By the end of this year, the UK national debt may surpass ?1 trillion. The unprecedented concentration on such dire economic news in the past few years has spawned an epidemic of economic jargon in everyday speech. Suddenly, weird phrases appear on the street, drawn from the worlds of hedge funds, investment banks and international taxation agreements. They take on lives of their own. It seems that many things now can be "collateralised", not just "debt obligations". And whose body these days is anything less than "sub-prime"?
A recent headline suggested that the Conservatives were going to "ring-fence" dementia. As far as I can remember, the report actually talked about the desire of (then) Shadow minister Stephen O'Brien to preserve NHS spending on dementia care. But it alerted me to the fact that I did not actually know what a ring fence was - just as three years ago, I was ignorant of CDOs (collateralised debt obligations).
Somehow I had imagined that ring-fencing was about bull fighting or sheep farming, but the top hit on the web told me that it was a "protection-based transfer of assets from one destination to another, usually through the use of offshore accounting" (www. investopedia.com). And before you could blink, the article was off into tax evasion. This was a bit disturbing, as I know some really quite nice people who are wholeheartedly into ring-fencing.
They want to ring-fence defence spending, or foreign aid, or health expenditure, or schools, or pension entitlements, or research, or all of the above. "Annually managed expenditure" (last week's addition to everyman's popular phrase book of public expenditure) may be "effectively ring-fenced", while we now have the ungentlemanly counter-sport of "unring-fencing".
We all now await 22 June when the new government promises an austerity budget that will attempt to rein in at least ?6 billion of expenditure. In higher education, we also await the determination of Lord Browne's review into higher education funding.
So, what will be ring-fenced?
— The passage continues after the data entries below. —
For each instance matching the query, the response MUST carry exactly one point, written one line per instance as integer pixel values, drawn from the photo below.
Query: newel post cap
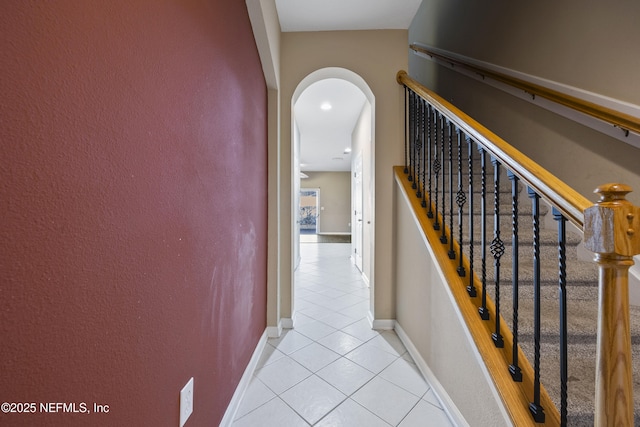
(612, 225)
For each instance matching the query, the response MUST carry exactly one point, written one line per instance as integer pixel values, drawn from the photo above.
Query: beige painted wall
(376, 56)
(429, 316)
(335, 198)
(590, 45)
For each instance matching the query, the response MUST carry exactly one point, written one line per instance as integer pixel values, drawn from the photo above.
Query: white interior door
(357, 222)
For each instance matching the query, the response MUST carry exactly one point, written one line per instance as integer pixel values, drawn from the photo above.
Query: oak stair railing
(447, 155)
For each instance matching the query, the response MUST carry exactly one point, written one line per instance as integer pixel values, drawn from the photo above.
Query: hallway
(332, 369)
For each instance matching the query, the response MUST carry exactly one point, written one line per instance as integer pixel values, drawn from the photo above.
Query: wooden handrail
(616, 118)
(611, 230)
(509, 390)
(567, 200)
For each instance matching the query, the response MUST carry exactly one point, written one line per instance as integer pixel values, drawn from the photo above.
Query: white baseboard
(456, 417)
(287, 323)
(381, 324)
(232, 409)
(274, 331)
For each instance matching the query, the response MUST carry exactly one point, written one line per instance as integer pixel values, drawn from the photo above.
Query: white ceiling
(331, 15)
(324, 135)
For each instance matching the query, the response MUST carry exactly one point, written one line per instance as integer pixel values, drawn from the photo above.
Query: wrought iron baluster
(412, 110)
(451, 253)
(421, 114)
(471, 288)
(514, 368)
(461, 199)
(436, 167)
(445, 136)
(425, 142)
(562, 295)
(484, 312)
(419, 150)
(416, 142)
(534, 407)
(497, 249)
(406, 132)
(432, 118)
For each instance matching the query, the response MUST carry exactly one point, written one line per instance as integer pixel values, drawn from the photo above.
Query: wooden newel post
(612, 231)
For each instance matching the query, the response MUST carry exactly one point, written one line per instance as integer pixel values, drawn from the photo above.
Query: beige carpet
(582, 292)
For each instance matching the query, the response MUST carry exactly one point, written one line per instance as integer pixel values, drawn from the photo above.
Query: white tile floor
(333, 369)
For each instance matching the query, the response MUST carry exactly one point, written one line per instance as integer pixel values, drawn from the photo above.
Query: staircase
(582, 283)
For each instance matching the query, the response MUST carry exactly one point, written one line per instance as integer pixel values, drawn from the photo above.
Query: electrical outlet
(186, 402)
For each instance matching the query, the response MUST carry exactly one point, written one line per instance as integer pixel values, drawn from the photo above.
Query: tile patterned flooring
(332, 369)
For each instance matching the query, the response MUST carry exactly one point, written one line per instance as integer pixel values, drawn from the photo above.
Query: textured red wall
(132, 207)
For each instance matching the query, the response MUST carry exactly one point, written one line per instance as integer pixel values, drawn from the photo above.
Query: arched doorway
(361, 162)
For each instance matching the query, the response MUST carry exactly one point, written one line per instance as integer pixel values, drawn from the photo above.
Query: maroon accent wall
(132, 207)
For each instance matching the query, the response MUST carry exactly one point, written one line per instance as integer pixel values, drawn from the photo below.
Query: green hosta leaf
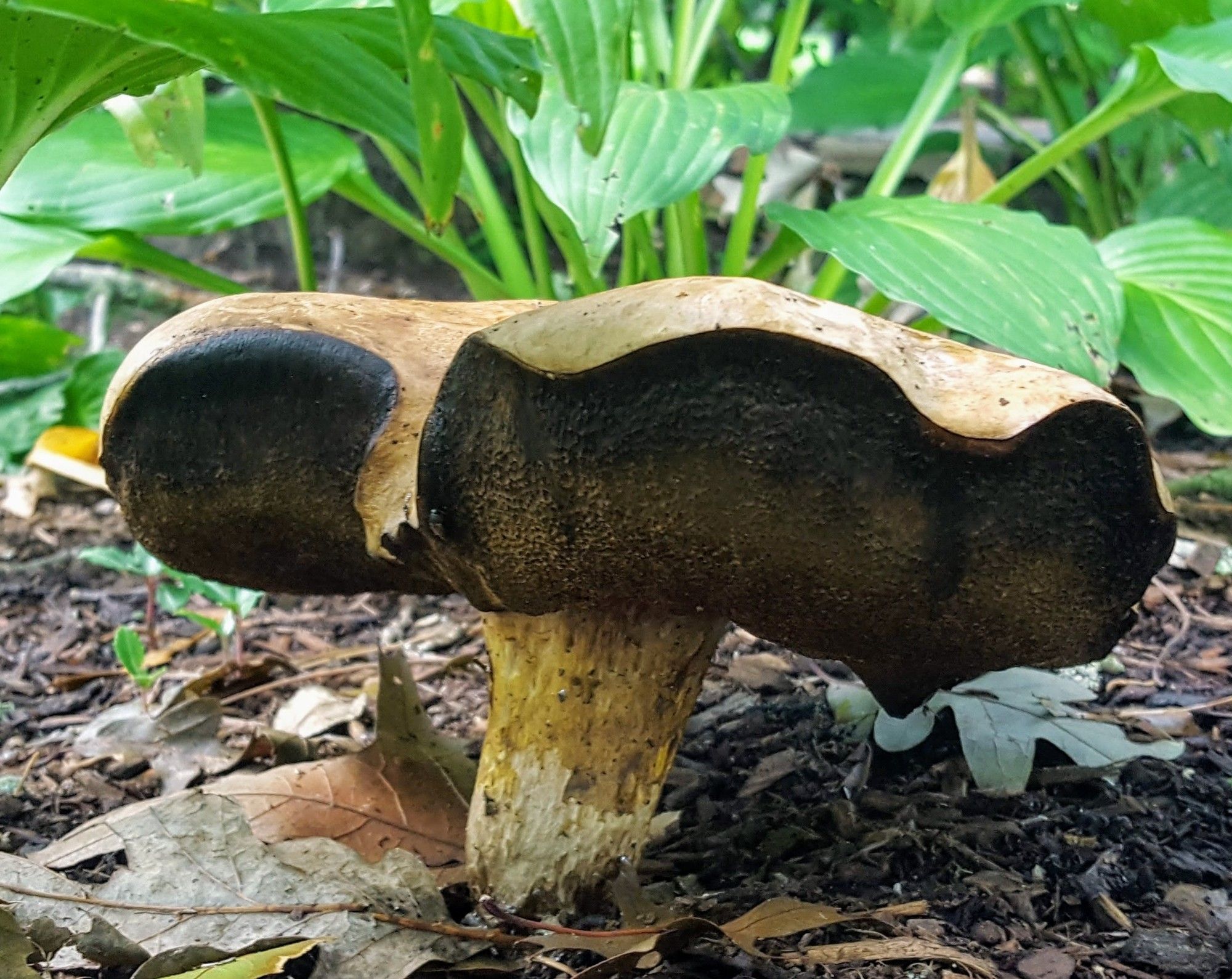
(87, 177)
(24, 418)
(660, 147)
(1008, 278)
(496, 15)
(285, 7)
(88, 385)
(1143, 20)
(30, 347)
(1198, 59)
(438, 112)
(52, 68)
(29, 253)
(586, 43)
(980, 15)
(1177, 275)
(508, 65)
(1194, 190)
(131, 654)
(863, 87)
(171, 119)
(253, 965)
(1002, 715)
(294, 59)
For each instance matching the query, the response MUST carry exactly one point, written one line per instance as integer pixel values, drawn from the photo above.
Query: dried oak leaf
(197, 851)
(408, 790)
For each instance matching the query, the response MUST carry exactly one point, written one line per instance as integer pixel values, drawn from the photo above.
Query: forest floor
(1090, 873)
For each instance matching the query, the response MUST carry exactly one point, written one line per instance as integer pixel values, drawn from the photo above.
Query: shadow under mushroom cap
(793, 486)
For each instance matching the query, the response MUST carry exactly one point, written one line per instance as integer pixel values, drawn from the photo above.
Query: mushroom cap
(263, 439)
(921, 510)
(853, 489)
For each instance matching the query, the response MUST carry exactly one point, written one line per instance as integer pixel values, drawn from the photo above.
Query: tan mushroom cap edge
(971, 392)
(418, 338)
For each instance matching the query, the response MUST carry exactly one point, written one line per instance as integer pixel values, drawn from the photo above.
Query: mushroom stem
(587, 713)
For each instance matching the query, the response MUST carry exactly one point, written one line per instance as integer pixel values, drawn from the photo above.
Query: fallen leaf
(1048, 963)
(771, 770)
(410, 790)
(965, 177)
(179, 741)
(891, 949)
(253, 965)
(762, 671)
(197, 851)
(315, 709)
(782, 916)
(15, 949)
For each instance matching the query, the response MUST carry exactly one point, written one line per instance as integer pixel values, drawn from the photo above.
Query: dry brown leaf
(891, 949)
(410, 790)
(783, 916)
(965, 177)
(370, 802)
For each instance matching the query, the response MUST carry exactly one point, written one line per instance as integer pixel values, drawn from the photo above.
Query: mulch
(1086, 874)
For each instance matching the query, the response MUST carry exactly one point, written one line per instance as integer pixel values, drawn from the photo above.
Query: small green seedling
(172, 591)
(131, 652)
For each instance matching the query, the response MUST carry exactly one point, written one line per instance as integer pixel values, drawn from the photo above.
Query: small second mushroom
(614, 479)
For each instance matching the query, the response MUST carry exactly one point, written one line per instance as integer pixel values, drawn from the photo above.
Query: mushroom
(610, 481)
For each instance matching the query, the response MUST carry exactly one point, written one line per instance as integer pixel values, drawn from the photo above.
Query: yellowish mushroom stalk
(587, 714)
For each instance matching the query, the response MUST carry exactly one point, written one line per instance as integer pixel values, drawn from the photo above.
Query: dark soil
(1088, 873)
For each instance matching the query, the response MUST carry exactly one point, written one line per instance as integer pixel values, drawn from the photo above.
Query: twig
(490, 905)
(1187, 619)
(299, 910)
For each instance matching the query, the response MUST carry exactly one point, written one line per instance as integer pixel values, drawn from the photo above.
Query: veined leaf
(980, 15)
(496, 15)
(294, 59)
(29, 253)
(87, 177)
(30, 347)
(864, 87)
(171, 119)
(254, 964)
(1177, 275)
(508, 65)
(660, 147)
(1143, 20)
(1008, 278)
(51, 70)
(1194, 190)
(586, 41)
(437, 108)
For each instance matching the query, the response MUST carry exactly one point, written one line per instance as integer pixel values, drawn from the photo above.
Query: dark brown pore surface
(237, 458)
(795, 490)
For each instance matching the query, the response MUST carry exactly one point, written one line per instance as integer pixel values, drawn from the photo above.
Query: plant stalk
(1114, 112)
(740, 236)
(363, 192)
(498, 230)
(1059, 115)
(943, 78)
(128, 250)
(298, 221)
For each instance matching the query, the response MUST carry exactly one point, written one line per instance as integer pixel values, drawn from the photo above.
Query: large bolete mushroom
(610, 481)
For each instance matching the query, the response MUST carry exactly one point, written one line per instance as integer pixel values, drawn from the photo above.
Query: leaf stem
(943, 78)
(1118, 108)
(298, 221)
(740, 236)
(498, 230)
(363, 192)
(125, 248)
(1059, 115)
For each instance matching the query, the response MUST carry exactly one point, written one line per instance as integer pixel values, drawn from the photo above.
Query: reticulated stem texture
(587, 714)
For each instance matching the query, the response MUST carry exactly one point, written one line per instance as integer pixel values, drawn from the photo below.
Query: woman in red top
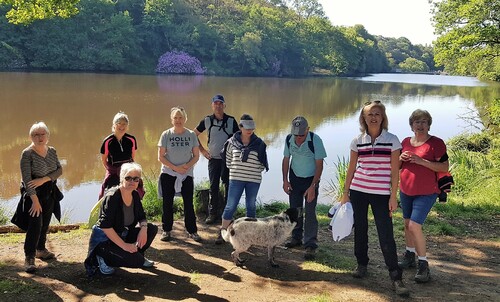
(423, 155)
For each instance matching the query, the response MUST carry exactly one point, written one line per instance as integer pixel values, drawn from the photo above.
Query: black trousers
(380, 210)
(168, 191)
(36, 234)
(115, 256)
(217, 171)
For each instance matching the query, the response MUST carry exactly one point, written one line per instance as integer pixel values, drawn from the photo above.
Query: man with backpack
(302, 167)
(220, 127)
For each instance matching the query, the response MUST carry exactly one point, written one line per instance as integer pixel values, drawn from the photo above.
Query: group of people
(379, 165)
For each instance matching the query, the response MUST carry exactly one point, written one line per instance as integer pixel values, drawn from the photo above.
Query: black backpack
(310, 143)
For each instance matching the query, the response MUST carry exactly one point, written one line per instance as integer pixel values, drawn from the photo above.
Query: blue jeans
(217, 171)
(307, 225)
(234, 193)
(416, 208)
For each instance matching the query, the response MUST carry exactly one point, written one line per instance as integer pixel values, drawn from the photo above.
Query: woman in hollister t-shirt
(178, 152)
(372, 179)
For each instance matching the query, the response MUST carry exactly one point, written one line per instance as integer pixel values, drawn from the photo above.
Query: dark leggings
(168, 192)
(115, 256)
(36, 234)
(380, 209)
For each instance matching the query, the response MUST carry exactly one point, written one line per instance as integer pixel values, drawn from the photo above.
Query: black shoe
(423, 273)
(29, 265)
(293, 243)
(360, 271)
(408, 260)
(400, 288)
(310, 253)
(211, 219)
(219, 239)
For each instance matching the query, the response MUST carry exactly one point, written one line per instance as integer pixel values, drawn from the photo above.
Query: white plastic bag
(342, 222)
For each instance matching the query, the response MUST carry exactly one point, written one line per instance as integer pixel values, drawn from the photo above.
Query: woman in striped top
(40, 169)
(246, 158)
(372, 179)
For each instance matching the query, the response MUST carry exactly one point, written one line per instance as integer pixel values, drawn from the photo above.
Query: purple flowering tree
(179, 62)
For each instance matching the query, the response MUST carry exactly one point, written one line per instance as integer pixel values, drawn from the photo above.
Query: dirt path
(462, 270)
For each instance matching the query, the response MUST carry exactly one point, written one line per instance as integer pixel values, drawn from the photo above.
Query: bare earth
(462, 270)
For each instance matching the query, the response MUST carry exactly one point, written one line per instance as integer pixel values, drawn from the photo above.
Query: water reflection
(78, 108)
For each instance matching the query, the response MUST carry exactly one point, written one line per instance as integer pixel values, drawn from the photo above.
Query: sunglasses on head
(372, 102)
(134, 179)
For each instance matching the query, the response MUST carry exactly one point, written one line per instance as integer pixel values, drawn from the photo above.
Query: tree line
(229, 37)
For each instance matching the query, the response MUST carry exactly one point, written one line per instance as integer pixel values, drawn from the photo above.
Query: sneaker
(423, 273)
(211, 219)
(408, 260)
(29, 265)
(165, 236)
(310, 253)
(195, 237)
(148, 263)
(360, 271)
(293, 243)
(44, 254)
(400, 288)
(219, 239)
(103, 267)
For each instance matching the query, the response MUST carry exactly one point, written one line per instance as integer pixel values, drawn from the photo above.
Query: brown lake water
(78, 109)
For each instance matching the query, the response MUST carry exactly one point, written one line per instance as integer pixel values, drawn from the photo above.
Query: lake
(79, 107)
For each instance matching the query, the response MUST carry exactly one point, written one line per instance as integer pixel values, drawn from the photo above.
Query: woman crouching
(122, 234)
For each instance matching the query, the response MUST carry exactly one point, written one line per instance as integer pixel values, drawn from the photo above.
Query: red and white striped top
(373, 174)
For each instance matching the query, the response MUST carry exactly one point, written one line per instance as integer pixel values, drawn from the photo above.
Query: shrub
(179, 62)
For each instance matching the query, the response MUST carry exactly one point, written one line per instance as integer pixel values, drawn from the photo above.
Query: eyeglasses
(134, 179)
(370, 102)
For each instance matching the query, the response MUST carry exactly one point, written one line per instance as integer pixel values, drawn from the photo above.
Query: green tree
(28, 11)
(413, 65)
(469, 37)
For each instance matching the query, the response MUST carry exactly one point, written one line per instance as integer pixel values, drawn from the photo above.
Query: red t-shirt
(416, 179)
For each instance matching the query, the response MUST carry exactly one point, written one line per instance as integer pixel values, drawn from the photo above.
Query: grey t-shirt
(179, 148)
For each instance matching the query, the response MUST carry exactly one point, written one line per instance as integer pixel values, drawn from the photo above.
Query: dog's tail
(225, 234)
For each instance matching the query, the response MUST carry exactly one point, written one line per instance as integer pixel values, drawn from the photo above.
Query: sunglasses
(134, 179)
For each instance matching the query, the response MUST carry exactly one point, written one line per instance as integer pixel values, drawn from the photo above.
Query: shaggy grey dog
(269, 231)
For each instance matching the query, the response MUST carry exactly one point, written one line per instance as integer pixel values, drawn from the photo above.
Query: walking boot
(408, 260)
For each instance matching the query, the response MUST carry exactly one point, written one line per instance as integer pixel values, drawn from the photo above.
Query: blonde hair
(176, 109)
(367, 106)
(119, 117)
(127, 168)
(38, 126)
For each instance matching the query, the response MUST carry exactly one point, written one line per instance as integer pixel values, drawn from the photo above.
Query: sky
(388, 18)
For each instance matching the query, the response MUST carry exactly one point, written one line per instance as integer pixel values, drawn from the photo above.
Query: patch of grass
(324, 297)
(16, 286)
(4, 216)
(195, 278)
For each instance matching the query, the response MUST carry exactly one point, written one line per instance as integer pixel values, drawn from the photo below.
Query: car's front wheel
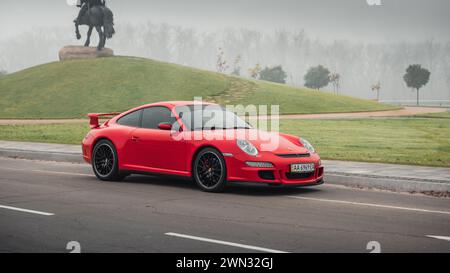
(104, 161)
(209, 170)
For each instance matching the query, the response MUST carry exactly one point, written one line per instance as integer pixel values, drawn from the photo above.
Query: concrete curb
(370, 181)
(397, 184)
(45, 156)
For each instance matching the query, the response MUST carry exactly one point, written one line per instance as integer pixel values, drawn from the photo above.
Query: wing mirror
(165, 126)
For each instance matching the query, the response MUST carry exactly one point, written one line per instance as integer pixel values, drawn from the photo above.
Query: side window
(132, 119)
(153, 116)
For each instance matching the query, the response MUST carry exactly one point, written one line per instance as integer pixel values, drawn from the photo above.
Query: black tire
(105, 161)
(209, 170)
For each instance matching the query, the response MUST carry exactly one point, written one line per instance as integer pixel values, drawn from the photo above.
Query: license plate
(302, 168)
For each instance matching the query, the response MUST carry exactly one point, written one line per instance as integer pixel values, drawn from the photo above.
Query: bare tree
(221, 64)
(255, 71)
(335, 79)
(376, 88)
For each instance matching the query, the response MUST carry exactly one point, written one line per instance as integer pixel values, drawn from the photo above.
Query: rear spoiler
(94, 117)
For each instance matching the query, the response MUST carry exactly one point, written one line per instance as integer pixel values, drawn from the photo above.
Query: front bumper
(237, 170)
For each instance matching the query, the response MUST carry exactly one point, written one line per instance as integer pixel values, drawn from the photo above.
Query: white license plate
(302, 168)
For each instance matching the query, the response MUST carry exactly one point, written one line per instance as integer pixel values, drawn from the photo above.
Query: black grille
(299, 175)
(266, 175)
(293, 155)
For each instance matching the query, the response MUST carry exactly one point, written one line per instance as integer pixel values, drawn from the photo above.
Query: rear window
(132, 119)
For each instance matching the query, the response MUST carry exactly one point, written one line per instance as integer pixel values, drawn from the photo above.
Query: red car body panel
(156, 151)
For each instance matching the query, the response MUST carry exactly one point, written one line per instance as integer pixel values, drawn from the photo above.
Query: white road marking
(45, 171)
(262, 249)
(27, 210)
(370, 205)
(445, 238)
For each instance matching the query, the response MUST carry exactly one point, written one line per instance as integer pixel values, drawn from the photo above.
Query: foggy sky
(393, 21)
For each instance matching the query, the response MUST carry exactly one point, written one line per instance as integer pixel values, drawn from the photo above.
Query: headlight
(247, 147)
(307, 145)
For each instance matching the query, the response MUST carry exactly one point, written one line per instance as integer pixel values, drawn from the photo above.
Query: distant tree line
(290, 53)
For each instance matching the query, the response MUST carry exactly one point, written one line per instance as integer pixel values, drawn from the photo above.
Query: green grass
(71, 89)
(435, 115)
(72, 133)
(413, 141)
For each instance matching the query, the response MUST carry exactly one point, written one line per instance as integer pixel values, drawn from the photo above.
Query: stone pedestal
(81, 52)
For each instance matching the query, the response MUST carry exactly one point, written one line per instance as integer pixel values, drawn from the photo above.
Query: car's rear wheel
(104, 161)
(209, 170)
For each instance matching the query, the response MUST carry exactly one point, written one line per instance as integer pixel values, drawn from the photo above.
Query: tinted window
(153, 116)
(209, 117)
(132, 119)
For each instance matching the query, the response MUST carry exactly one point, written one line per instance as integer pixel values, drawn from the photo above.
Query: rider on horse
(86, 5)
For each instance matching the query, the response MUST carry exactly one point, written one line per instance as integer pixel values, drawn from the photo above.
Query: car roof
(175, 103)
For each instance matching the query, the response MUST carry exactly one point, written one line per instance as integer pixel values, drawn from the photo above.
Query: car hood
(264, 141)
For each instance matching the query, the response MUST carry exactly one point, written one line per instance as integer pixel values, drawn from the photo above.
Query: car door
(155, 148)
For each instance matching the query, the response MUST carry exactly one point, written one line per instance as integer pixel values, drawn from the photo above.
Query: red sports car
(199, 140)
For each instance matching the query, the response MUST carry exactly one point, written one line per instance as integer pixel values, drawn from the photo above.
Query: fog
(363, 43)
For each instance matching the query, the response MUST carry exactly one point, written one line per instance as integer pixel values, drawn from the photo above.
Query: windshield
(209, 117)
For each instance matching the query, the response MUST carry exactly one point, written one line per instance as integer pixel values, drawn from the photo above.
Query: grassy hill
(71, 89)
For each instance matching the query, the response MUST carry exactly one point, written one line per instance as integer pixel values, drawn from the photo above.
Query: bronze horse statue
(102, 19)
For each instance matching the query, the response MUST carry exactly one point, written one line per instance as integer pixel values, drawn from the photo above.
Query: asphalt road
(156, 214)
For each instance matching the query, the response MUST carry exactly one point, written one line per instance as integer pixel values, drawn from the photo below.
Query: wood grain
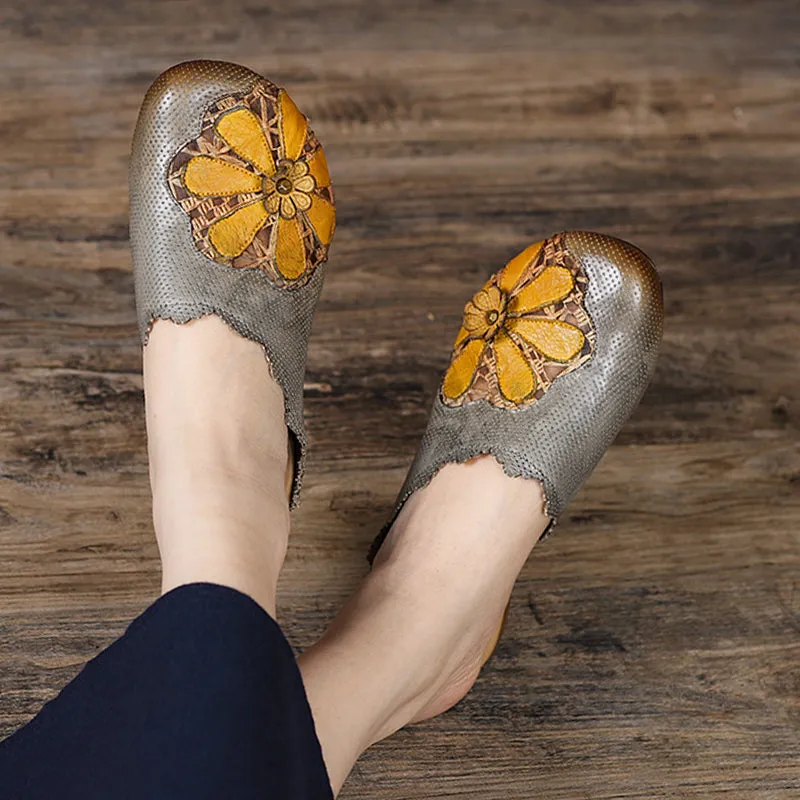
(653, 646)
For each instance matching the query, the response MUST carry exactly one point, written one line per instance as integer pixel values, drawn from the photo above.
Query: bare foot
(411, 642)
(218, 450)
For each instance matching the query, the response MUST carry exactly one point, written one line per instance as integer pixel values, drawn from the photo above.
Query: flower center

What will be left to graze unprotected on what is left of the commons? And what risks being "defunded" altogether?
There seem to be three current debates about ring-fencing and their arguments often go like this.
Research funding from government needs to be ring-fenced to preserve renowned British excellence. In tough times, we protect quality. Unlike education - this argument proceeds - where there is still opportunity to shift more costs to the student-consumer (hence, Lord Browne), there is apparently little opportunity to shift research costs to industry.
A second battalion of ring-fencers wants to throw a protective cordon around the full-time domestic undergraduate, normally studying for the three-year honours degree. This is the gold standard of British higher education, seen at its best in the specialised study of the Oxbridge full-timer. In tough times, its quality and international uniqueness demand protection. Under this scenario, long-suffering part-time students and postgraduate taught students may just have to suffer a bit more.
An existing, and strengthening, argument says that in tough times student choice or research quality assessments do not necessarily work in the national interest. A more directed approach is needed. STEM - science, technology, engineering and mathematics - needs to be ring-fenced because it creates the wealth and new productive capacity that our ailing economy desperately needs. And who is left to graze outside the fence? The humanities, arts and social sciences (HASS), where a majority of students study and staff work.
Each of these ring-fencing scenarios has big dangers, but unless all of higher education can be ring-fenced (which seems unlikely) something has to give.
To my mind, the weakest argument of all comes from those who want to ring-fence STEM. In fact, there is more assumption and assertion than worthy argument here. This stance does not pass the quality test (used to support the first two scenarios) by national or international comparisons. And this argument often fails the employability test of the real world, despite industry's frequent call to double the percentage of STEM graduates.
Most curious of all is a belief that knowledge can be effectively repackaged back into yesteryear's boxes. STEM, it seems, has rigour, relevance and "answers", while HASS is all unstructured chat and opinion. In short, STEM is somehow "hard", while HASS is "soft".
Rubbish. There is nothing soft about understanding the human condition. It remains our most enduring mystery.
I was pleased to join half a dozen other vice-chancellors recently in arguing for the unring-fencing of STEM ("Don't ditch arts funding in favour of science. It's vital to our society", The Observer, 28 February 2010). Interestingly, this group was not arguing for the "counter" ring-fencing of HASS, but rather a more balanced playing field. We said: "People's complexity comes from their language, identities, histories, faiths and cultures. Without understanding that complexity, we cannot address the challenges" that face our nation and world.
What's more, these HASS subjects are vital to the creative economy, where Britain is still a stand-out winner.